I could not have said it better — Mansions On The Moon gives me all the feels I realize I’ve been missing since I went full-EDM. It’s been a long time since I’ve seen a band play live, and as I’m dancing my head off at their show I further realize their sound is the perfect culmination of everything I love. When do I get to see these guys on the EDC live stage? No offense but fuck deep house, I want to rave to a live band singing about real shit.

And now, since you’ve made it all the way to the end, I get to tell you the Paul McCartney Hamptons belt story. Back in the green room where we started with Ted, he shows me that he’s wearing the actual belt. “I always wear it,” he says. “It’s lucky.” The story goes that Mansions was playing a private party in The Hamptons and at the time employed a lighting guy named Boone who looks exactly like John Lennon. He’s pictured below for reference. Boone and Jeff were walking with Ted, who had lost his belt and was being grossly encumbered by his pants continually falling down.

The exact moment Boone says, “Oh shit, that’s Paul McCartney up there,” Ted finds a perfectly suitable brown leather belt in the street and goes to retrieve it. According to Jeff, Paul’s on a bike with his daughter and he’s just staring at Boone with some kind of wonderment. We ask for a picture and Paul says, ‘No, man. The reason we come to Hamptons is so we can get away from all that paparazzi stuff.’ There was such a mix of emotion on his face and he asked if we’re ‘in a band or something?’ We told him we were.” In that moment, Ted walks up triumphantly holding the belt attempting to explain its synchronistic significance to the group. The Tour Gods had swallowed most of his clothes the night before and he was wearing just a blazer with jeans and no shoes.
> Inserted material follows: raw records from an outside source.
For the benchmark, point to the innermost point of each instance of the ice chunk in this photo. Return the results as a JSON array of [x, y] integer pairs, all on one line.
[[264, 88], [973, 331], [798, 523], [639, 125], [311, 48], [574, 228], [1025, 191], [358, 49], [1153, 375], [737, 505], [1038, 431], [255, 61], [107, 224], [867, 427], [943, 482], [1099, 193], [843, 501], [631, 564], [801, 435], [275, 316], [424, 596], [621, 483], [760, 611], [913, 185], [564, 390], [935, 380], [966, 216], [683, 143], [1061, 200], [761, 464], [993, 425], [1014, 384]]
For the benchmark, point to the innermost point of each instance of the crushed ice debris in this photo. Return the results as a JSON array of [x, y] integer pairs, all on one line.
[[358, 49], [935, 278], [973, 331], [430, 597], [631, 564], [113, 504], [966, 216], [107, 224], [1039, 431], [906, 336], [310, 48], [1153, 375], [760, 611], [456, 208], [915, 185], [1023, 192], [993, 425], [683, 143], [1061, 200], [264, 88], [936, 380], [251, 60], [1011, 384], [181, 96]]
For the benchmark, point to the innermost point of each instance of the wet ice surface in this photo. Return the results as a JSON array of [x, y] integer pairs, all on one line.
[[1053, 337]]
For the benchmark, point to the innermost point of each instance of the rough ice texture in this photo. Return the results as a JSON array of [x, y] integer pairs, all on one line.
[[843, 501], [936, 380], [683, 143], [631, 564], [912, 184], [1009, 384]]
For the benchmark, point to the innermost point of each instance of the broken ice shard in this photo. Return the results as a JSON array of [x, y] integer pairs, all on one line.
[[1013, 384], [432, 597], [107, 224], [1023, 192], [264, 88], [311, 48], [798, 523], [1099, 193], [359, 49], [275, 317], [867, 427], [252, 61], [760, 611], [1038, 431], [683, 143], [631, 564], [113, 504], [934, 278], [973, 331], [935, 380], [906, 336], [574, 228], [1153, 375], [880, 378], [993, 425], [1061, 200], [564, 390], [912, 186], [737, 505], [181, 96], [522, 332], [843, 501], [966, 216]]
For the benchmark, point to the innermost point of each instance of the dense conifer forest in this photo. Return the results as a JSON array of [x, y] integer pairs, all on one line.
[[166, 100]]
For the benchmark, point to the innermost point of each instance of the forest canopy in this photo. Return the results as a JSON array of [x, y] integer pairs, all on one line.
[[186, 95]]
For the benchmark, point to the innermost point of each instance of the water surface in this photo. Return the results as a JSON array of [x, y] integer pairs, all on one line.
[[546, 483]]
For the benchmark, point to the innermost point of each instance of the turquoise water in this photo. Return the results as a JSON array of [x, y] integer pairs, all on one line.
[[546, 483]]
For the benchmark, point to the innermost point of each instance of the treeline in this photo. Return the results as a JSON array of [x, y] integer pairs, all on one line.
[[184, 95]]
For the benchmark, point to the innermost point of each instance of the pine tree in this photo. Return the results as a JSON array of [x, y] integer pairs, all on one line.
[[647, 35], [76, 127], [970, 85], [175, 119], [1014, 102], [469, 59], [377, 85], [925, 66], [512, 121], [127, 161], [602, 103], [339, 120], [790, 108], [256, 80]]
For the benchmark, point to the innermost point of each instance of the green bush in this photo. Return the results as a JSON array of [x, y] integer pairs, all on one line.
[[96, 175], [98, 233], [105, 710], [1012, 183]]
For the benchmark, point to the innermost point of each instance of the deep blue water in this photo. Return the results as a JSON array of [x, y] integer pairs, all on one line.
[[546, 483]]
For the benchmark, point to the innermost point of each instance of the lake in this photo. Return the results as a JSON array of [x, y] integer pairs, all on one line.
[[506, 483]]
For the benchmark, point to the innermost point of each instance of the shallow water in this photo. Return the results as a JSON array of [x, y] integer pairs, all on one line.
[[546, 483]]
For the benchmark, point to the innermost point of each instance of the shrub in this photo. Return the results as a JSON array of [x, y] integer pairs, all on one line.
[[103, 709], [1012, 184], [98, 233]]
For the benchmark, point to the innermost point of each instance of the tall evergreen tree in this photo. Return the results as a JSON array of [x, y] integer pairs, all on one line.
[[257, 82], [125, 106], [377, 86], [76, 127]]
Sir Paul says, “Well, what say we all cross the street?” “As we walked, I realized that we were all crossing the street with Paul McCartney just like the cover of Abbey Road,” said Jeff, only this time it was Ted not wearing shoes instead of Paul. The Beatles’ legacy may be wasted on Kanye fans, but not on these guys. Here’s hoping in 2015 our scene catches up to the magic that is this band, their story is only going to get more wild. Pharrell gets it, Paul McCartney gets it – one listen of the Mansions On The Moon album and you’ll get it too.